Multiple image sensors installed in the building,
an analysis unit that analyzes image data captured by the image sensor to obtain moving object information of a target moving object;
a state determining unit that determines the state of the target moving body from the moving body information based on a determination model generated by machine learning using training data ;
an information linking unit that cooperates with the data collection system of the building and associates the collected data collected by the data collection system with the image data based on time information;
an acceptance/rejection determination unit that determines whether or not the moving object information can be adopted as teaching data with correct answers for the machine learning, based on the collected data;
A sensor system comprising: Each of the image sensors includes:
an imaging unit that acquires the image data;
a feature extraction unit that extracts feature information of the target moving object from the image data;
a moving object determination unit that determines the target moving object based on the feature amount information;
a flow line information calculation unit that calculates flow line information of the target moving object;
The sensor system according to claim 1, further comprising: a transmitting section that transmits the flow line information to the state determining section. Each of the image sensors includes:
further comprising a storage unit that stores the determination model,
The sensor system according to claim 2, wherein the moving object determination unit determines the state of the target moving object from the flow line information based on the determination model. The acceptance/rejection determination unit calculates a performance evaluation index value of the determination model, and determines whether or not the moving object information can be adopted as training data for the machine learning based on the performance evaluation index value.
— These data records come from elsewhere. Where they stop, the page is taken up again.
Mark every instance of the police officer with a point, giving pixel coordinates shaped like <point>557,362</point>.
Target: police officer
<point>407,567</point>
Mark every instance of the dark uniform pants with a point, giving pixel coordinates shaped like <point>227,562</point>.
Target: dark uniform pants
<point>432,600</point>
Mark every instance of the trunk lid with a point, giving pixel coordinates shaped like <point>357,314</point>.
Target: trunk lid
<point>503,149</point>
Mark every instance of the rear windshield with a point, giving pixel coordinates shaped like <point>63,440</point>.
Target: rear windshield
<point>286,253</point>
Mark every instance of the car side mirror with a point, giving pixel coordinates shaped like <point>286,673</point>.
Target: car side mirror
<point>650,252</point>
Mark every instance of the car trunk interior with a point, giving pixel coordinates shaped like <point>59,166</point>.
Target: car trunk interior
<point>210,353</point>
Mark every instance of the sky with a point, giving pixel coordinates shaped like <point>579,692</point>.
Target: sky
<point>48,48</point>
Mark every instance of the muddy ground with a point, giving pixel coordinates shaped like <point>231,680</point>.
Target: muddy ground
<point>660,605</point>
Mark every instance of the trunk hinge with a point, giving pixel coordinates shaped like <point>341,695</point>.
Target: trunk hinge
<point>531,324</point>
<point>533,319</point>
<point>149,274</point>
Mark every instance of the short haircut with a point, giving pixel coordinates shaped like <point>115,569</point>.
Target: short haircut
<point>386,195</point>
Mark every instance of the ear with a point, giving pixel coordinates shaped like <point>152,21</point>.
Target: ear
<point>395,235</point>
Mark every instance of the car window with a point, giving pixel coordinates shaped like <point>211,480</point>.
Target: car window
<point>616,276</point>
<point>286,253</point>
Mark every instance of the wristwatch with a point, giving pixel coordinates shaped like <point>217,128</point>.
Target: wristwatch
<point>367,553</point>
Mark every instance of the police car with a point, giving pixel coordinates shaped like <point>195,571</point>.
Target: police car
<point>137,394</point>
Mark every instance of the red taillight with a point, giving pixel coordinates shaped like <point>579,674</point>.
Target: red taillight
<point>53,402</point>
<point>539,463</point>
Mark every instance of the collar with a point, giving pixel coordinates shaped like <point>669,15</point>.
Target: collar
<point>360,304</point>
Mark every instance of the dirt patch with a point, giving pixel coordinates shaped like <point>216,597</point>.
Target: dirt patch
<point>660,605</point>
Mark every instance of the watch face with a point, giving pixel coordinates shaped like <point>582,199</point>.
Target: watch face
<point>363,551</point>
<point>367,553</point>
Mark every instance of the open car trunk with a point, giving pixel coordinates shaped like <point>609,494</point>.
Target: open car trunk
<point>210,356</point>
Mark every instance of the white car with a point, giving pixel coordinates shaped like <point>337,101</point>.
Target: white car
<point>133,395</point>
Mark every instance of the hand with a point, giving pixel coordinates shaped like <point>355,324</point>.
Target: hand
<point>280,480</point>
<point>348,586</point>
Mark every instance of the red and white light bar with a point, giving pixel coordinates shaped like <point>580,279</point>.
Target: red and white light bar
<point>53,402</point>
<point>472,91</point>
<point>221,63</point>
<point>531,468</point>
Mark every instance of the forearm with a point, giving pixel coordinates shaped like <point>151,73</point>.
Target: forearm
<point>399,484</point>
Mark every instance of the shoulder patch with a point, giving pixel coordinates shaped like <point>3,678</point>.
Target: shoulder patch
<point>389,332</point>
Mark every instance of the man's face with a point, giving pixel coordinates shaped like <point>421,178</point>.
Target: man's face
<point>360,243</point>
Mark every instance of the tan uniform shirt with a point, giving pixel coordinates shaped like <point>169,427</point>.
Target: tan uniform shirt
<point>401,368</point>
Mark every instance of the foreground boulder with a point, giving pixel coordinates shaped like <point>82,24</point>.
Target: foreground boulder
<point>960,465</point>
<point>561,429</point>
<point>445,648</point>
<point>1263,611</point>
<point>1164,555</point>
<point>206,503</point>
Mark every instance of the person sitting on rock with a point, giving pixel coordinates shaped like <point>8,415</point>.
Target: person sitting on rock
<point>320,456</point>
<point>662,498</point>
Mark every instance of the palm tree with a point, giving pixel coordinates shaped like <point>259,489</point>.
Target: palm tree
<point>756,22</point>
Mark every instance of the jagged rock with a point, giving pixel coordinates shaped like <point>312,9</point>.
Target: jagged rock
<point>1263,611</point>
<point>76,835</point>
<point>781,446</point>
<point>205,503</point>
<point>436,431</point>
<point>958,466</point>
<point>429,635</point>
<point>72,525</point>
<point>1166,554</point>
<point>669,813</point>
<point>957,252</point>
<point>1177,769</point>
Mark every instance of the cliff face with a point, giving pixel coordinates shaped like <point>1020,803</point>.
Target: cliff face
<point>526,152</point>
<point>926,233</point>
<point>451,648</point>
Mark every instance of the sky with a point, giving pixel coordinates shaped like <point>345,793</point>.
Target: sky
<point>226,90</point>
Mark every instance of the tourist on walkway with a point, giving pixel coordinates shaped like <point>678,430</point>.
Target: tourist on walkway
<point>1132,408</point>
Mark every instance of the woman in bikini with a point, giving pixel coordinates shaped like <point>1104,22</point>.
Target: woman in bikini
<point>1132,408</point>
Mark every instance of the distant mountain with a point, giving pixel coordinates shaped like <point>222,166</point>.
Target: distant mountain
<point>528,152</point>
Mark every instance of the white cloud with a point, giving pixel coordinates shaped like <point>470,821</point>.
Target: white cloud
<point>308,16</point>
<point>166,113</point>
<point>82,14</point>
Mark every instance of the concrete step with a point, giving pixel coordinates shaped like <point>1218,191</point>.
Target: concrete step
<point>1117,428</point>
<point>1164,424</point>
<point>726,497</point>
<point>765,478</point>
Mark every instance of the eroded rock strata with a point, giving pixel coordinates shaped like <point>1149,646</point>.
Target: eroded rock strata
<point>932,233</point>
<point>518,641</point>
The sensor system according to item 1. A sensing method applied to a sensor system equipped with a plurality of image sensors installed in a building, the method comprising:
a process in which a computer analyzes image data captured by each image sensor to obtain moving object information of a target moving object;
a step in which the image sensor determines the state of the target moving body from the moving body information based on a determination model generated by machine learning using teacher data;
a step in which the computer cooperates with the data collection system of the building and associates the collected data collected by the data collection system with the image data based on time information;
A sensing method including a step in which the computer determines whether or not the moving body information can be employed as teaching data with correct answers for the machine learning, based on the collected data.